Virtual Police Mencegah Virus Hoax
Jakarta,hariandialog.co.id – Mabes Polri resmi meluncurkan virtual police atau polisi virtual untuk membangun ruang digital yang bersih, sehat dan bebas virus hoax.
Penyebaran berita bohong layaknya virus yang mengancam keamanan dan ketertiban masyarakat. Kehadiran media sosial seolah menjadi wadah baru pembiakan virus berita bohong sehingga melahirkan berbagai fenomena ancaman disintegrasi dan rusaknya harmoni kehidupan masyarakat.

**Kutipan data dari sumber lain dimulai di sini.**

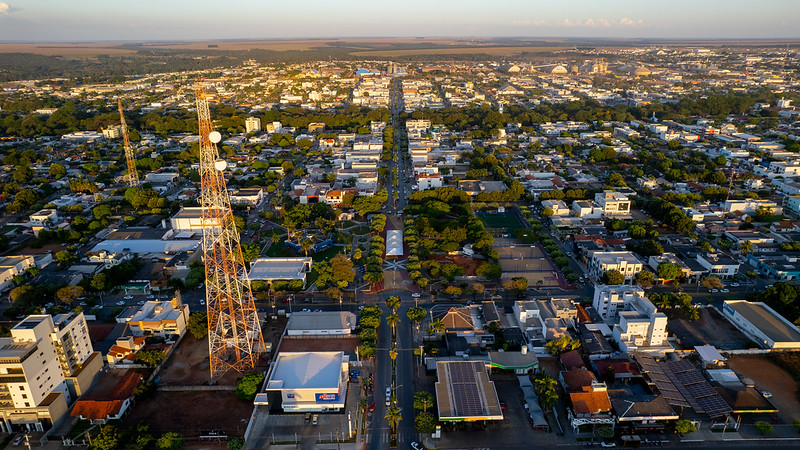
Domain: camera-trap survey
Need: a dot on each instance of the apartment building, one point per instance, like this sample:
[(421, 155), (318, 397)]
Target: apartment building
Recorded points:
[(613, 203), (45, 363), (625, 262)]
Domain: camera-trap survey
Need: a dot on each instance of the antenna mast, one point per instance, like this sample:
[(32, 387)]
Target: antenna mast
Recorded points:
[(234, 332), (133, 175)]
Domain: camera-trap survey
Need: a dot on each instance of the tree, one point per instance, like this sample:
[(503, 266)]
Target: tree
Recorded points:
[(170, 441), (645, 278), (150, 358), (393, 416), (423, 400), (712, 282), (248, 386), (763, 427), (613, 277), (65, 258), (100, 212), (392, 320), (668, 271), (425, 422), (393, 303), (684, 426), (342, 272), (416, 313), (22, 294), (108, 439), (198, 324), (57, 170), (69, 293)]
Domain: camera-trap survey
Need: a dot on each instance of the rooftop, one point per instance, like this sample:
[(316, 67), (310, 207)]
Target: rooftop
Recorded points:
[(464, 392), (766, 320), (307, 370), (324, 320), (279, 268)]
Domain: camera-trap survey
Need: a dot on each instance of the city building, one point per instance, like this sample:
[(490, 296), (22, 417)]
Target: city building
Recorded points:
[(613, 203), (464, 392), (248, 196), (166, 319), (625, 262), (280, 269), (11, 266), (760, 322), (252, 124), (321, 323), (43, 365), (310, 381), (638, 325)]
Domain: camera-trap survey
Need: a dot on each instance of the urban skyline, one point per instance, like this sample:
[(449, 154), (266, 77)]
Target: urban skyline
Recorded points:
[(48, 20)]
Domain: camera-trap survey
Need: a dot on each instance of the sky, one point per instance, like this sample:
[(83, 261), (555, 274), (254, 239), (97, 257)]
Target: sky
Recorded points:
[(138, 20)]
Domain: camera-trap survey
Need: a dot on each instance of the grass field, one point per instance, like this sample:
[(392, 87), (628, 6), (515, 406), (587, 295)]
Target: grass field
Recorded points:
[(507, 221)]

Berita bohong jelas tidak lahir dan menyebar begitu saja di tengah masyarakat. Ada pihak yang sengaja memproduksi dan menyebarkan dengan tujuan dan maksud tertentu. Para produsen berita hoaks kerap memanfaatkan masyarakat pemilik akun yang kurang paham dan kurang kritis untuk ikut terlibat dalam menyebarkan virus hoaks. Alhasil berita bohong menjadi viral.
Di era yang disebut dengan The Post Truth Era, sebuah kebohongan yang terus menerus disebarkan pada akhirnya diyakini sebagai sebuah kebenaran.

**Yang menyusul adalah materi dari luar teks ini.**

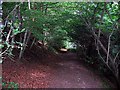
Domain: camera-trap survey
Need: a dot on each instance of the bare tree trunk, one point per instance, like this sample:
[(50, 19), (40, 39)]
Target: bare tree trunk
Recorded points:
[(1, 28), (23, 45)]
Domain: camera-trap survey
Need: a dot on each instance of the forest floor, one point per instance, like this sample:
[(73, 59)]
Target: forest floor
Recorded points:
[(63, 71)]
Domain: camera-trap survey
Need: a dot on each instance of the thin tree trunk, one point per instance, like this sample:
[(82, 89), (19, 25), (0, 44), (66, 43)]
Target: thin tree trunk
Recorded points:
[(23, 45), (1, 28)]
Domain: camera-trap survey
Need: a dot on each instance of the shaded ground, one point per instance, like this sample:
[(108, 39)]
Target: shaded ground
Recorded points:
[(53, 72)]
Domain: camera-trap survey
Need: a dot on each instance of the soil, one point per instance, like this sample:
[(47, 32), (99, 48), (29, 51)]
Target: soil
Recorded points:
[(62, 71)]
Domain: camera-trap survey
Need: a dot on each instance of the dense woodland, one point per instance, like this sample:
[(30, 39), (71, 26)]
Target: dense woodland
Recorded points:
[(90, 29)]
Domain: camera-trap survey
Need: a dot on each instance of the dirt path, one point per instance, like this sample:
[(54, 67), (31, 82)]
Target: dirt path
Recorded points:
[(64, 72)]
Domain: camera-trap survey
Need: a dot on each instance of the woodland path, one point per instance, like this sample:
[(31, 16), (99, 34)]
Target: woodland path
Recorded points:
[(64, 71)]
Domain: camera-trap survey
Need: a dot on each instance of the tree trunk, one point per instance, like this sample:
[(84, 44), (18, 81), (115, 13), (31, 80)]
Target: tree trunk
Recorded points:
[(1, 28)]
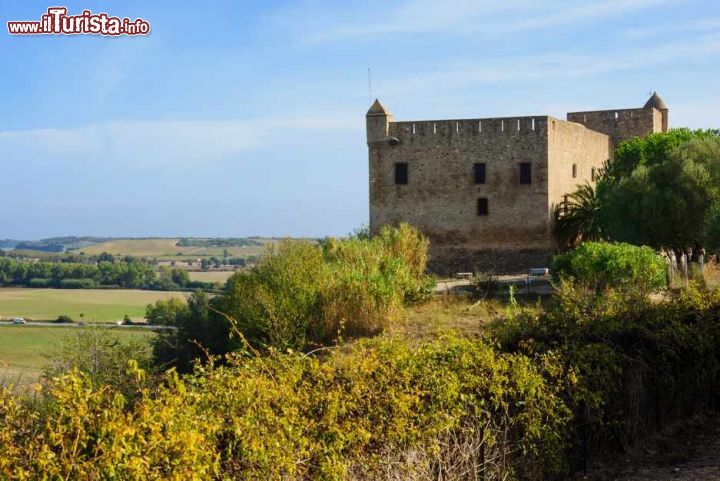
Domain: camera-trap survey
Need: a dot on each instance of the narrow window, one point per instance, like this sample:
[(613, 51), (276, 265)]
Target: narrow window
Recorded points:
[(401, 173), (525, 173), (482, 206), (479, 171)]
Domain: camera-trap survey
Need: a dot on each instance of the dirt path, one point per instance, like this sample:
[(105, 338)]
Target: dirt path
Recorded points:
[(687, 452)]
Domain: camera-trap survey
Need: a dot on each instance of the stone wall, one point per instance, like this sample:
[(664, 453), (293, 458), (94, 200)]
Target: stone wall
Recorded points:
[(441, 196), (450, 261), (620, 124), (571, 144)]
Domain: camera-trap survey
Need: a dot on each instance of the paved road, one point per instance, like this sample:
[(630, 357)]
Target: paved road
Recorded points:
[(689, 452), (69, 325)]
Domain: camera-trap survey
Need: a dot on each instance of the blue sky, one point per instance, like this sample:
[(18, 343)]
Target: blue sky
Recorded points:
[(247, 118)]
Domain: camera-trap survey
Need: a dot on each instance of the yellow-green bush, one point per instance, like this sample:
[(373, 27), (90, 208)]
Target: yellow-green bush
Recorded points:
[(301, 295), (638, 364), (88, 432), (373, 408)]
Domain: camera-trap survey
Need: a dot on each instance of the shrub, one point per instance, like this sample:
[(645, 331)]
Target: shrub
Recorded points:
[(603, 265), (378, 409), (63, 319), (100, 356), (637, 364), (40, 282), (302, 295), (78, 283)]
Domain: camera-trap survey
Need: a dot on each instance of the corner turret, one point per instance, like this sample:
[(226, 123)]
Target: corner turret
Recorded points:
[(656, 102), (377, 121)]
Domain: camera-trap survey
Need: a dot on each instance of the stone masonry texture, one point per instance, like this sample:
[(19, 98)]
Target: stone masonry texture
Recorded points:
[(441, 196)]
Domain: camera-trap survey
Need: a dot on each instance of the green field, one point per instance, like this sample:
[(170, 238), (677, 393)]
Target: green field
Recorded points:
[(210, 276), (23, 349), (166, 248), (97, 305)]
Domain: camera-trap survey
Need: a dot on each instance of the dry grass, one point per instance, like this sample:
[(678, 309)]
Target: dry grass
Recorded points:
[(447, 313), (210, 276), (166, 248)]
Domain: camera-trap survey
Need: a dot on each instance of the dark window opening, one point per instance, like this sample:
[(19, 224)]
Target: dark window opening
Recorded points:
[(401, 173), (525, 173), (479, 170), (482, 206)]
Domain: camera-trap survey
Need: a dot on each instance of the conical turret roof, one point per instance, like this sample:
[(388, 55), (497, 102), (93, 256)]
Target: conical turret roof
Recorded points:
[(377, 109), (656, 102)]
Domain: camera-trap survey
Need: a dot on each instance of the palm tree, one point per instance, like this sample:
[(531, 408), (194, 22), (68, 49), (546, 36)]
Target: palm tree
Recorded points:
[(576, 218)]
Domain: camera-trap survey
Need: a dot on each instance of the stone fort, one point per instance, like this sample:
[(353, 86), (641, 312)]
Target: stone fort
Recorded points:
[(484, 190)]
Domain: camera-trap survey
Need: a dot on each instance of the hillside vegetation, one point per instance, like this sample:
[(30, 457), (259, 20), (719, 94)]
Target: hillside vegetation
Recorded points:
[(275, 391)]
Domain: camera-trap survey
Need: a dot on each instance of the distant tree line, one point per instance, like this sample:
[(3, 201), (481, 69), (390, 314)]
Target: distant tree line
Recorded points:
[(128, 273), (218, 242)]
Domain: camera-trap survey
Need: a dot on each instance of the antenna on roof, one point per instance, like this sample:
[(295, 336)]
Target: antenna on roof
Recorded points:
[(369, 87)]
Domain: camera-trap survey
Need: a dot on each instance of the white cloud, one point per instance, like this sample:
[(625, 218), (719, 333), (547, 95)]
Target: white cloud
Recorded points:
[(699, 25), (552, 66), (160, 142), (473, 16)]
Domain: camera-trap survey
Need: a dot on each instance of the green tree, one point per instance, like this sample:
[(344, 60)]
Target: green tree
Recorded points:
[(665, 200), (577, 218)]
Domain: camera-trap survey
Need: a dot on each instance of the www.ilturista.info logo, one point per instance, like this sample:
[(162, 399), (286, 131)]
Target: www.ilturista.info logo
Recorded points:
[(57, 22)]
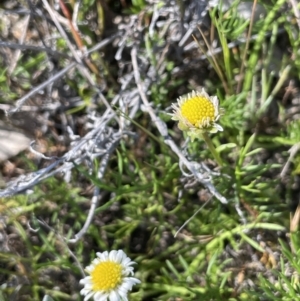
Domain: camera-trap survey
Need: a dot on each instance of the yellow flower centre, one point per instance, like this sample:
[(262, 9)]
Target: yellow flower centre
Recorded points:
[(106, 276), (198, 111)]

Dalam kamus Oxford dijelaskan post truth bermakna keadaan di mana fakta objektif kurang berpengaruh dalam membentuk opini publik daripada berita yang bersifat emosional. Hal ini berimbas pada dikaburkannya publik dari fakta-fakta objektif, sehingga yang dikonsumsi justru informasi yang palsu (hoax).
Post truth ditandai oleh meningkatnya penggunaan media sosial sebagai sumber berita, informasi bohong ikut mendapat tempat. Bersamaan dengan itu ketidakpercayaan terhadap fakta dan data yang disajikan oleh institusi yang berwenang, bahkan media massa semakin besar.

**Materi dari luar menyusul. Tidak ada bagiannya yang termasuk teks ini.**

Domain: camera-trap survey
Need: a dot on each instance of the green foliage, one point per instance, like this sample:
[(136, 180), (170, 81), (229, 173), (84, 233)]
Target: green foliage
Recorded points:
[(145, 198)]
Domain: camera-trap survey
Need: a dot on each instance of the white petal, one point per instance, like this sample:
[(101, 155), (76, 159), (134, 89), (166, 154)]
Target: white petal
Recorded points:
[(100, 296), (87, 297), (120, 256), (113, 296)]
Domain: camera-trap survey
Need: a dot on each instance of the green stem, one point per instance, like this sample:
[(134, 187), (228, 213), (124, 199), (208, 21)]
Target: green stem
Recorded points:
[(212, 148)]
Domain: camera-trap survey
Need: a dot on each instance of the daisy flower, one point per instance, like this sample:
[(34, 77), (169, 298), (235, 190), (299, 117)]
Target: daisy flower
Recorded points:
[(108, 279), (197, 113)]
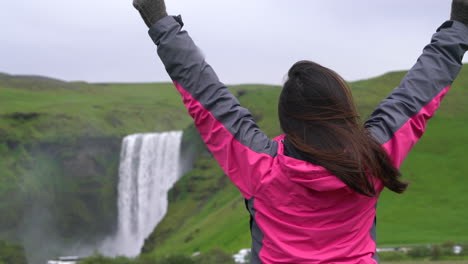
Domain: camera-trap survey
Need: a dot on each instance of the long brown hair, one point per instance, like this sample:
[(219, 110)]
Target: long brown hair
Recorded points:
[(317, 114)]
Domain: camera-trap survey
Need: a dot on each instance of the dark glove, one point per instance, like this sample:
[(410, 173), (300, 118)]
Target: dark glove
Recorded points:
[(150, 10), (460, 11)]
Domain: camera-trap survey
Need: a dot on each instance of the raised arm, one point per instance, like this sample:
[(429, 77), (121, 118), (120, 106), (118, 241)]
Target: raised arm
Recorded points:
[(227, 129), (400, 120)]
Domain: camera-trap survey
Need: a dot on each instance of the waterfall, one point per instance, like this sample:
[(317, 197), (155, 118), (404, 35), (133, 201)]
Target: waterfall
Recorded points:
[(149, 167)]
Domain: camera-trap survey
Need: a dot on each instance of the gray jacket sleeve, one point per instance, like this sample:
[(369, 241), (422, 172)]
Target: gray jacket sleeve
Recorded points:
[(400, 120), (229, 131)]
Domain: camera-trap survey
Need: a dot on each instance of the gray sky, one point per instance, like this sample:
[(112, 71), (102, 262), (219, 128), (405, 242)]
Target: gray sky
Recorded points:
[(246, 41)]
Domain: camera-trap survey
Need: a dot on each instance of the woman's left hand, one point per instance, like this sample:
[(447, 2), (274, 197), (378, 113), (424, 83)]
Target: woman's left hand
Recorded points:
[(150, 10)]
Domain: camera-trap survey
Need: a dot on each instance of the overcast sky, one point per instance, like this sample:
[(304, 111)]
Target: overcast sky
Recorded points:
[(246, 41)]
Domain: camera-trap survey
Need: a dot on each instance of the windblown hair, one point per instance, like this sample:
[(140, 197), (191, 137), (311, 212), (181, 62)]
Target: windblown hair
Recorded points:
[(318, 116)]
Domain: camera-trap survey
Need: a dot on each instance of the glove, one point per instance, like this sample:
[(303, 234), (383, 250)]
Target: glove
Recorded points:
[(460, 11), (151, 10)]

Meminjam istilah Davis Kushner, berita palsu hanyalah gejala. Penyakit sesungguhnya adalah berkurangnya keinginan mencari bukti, mempertanyakan sesuatu dan berpikir kritis” –
Ada beberapa faktor penyebab netizen suka mengonsumsi berita hoax, diantaranya, karena kemalasan, lebih suka membaca judul tanpa membaca keseluruhan isi suatu berita. Banyak netizen juga mengkonsumsi informasi dari satu sumber , tanpa mencari sumber pembanding. Suka latah dan gampangan memencet tombol like and share tanpa terlebih dulu melakukan check dan recheck.
Penyebaran berita hoax yang seolah seperti virus ini melahirkan banyak peristiwa yang secara individu bisa menimbulkan kecemasan, ketakutan serta emosi sampai pada reaksi berlebihan. Di tingkatan masyarakat, hoax bisa jadi ancaman disintegrasi atau perpecahan sampai menimbulkan bencana sosial karena respon yang berlebihan .
Berdasarkan catatan, ada banyak peristiwa yang mengancam terjadinya konflik akibat penyebaran berita bohong yang tersebar di media sosial. Berita hoaks yang sengaja disebar untuk mengadu domba masyarakat pada gilirannya mengancam stabilitas keamanan dan ketertiban masyarakat.
Unjuk rasa di Wamena, Jayawijaya Senin (23/9/2019) yang berakhir dengan kerusuhan dan memaksa sebagian masyarakat mengungsi salah satunya disebabkan oleh hoaks yang beredar seminggu sebelumnya. Di masa pandemi Covid-19 cukup banyak peristiwa salah respon masyarakat karena informasi sesat. Ada banyak warga yang akhirnya terinveksi Covid-19 karena berita bohong yang disebar sehingga nekad tak peduli protokol kesehatan.
Masalah vaksin Covid -19 juga tak luput dari sasaran produsen berita bohong untuk menimbulkan resah masyarakat. Berbagai informasi sesat yang disebar melalui media sosial cukup mempengaruhi fikiran dan melahirkan sikap serta prilaku salah respon sebagian masyarakat.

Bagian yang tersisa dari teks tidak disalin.